Event 15 introduces us to three soldiers who are suffering from post-traumatic stress disorder, due to the various horrors they have experienced during the war. We see these characters being interviewed by a doctor in a ‘found footage’ style, and these clips continue to pop up throughout the film in order to give us a greater understanding about why they are there in the first place. However, when all three of them get in the elevator of the building, it ends up breaking down, leaving them all trapped in there. As panic starts to rise, they eventually discover that a ‘dirty bomb’ has been set off in Washington D.C. and the radiation cloud threatens to poison anyone in its path.
This means that they are faced with two options – wait it out, keeping sealed in the lift so as to not let in the radiation, or to try and find a way out (something they’d have to do on their own, as the maintenance crew all jumped ship as soon as things kicked off). What follows is a desperate struggle between the three of them, with plenty of conflict and paranoia. I won’t reveal anything more here, as I wouldn’t want to ruin the twists and turns, but all is not as it seems.
The back stories of the three main characters here works well at giving the viewer some context, and a fuller appreciation of why they behave as they do. Whilst there are some things that appear illogical during the piece, keep watching because all will be explained in the end. There are certain similarities that can be drawn with the infamous Stanford Prison Experiment (where participants were assigned into either a prisoner role or a guard role, and things quickly spiralled out of control).
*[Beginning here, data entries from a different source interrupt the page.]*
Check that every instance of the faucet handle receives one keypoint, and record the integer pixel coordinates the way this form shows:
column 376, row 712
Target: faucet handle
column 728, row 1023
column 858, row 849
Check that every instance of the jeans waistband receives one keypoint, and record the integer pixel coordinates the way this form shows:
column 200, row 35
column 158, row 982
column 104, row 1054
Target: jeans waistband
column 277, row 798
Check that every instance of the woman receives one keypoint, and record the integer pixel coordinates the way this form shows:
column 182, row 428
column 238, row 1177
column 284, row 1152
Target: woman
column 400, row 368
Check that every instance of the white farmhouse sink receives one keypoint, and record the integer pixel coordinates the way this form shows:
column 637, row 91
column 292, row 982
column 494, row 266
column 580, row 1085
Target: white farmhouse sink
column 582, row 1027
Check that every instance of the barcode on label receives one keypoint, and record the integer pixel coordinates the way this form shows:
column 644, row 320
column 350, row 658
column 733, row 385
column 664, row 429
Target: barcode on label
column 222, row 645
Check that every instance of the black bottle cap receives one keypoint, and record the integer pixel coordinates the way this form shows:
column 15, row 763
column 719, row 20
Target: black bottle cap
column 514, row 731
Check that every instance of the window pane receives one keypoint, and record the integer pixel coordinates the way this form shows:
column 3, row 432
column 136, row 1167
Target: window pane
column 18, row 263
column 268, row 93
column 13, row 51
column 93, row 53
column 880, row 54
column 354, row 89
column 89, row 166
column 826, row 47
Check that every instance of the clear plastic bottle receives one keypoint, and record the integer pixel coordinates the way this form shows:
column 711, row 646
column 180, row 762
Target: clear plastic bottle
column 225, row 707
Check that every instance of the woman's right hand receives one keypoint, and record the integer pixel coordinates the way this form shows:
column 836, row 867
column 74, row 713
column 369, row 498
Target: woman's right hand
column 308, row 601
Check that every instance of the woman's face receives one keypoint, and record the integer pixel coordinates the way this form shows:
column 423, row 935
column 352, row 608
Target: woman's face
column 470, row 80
And most importantly, we all remember how that one ended…with the psychologists running the experiment getting much too involved in it as well, meaning that it got shut down after only 6 days. The scary part of this all is that the experiment was funded by the US Office of Naval Research and indeed, the military has been known for trying out crazy experiments in order to create some sort of ‘super soldier’, such as giving soldiers a drug which can allegedly enable them to stay awake for 40 hours straight with no ill effects and trying to create a ‘rocket sled’ going at 400mph, which ended up causing fatal brain damage to the test chimpanzees.
I thought that this was a good attempt at tackling some serious issues, and for that reason I would definitely recommend it to those who are fascinated by psychology. The beginning is rather slow, but sets up the rest of the movie nicely, and things quickly build up to unnerving proportions. It is a simple yet effective little story, that definitely deserves a bit more recognition.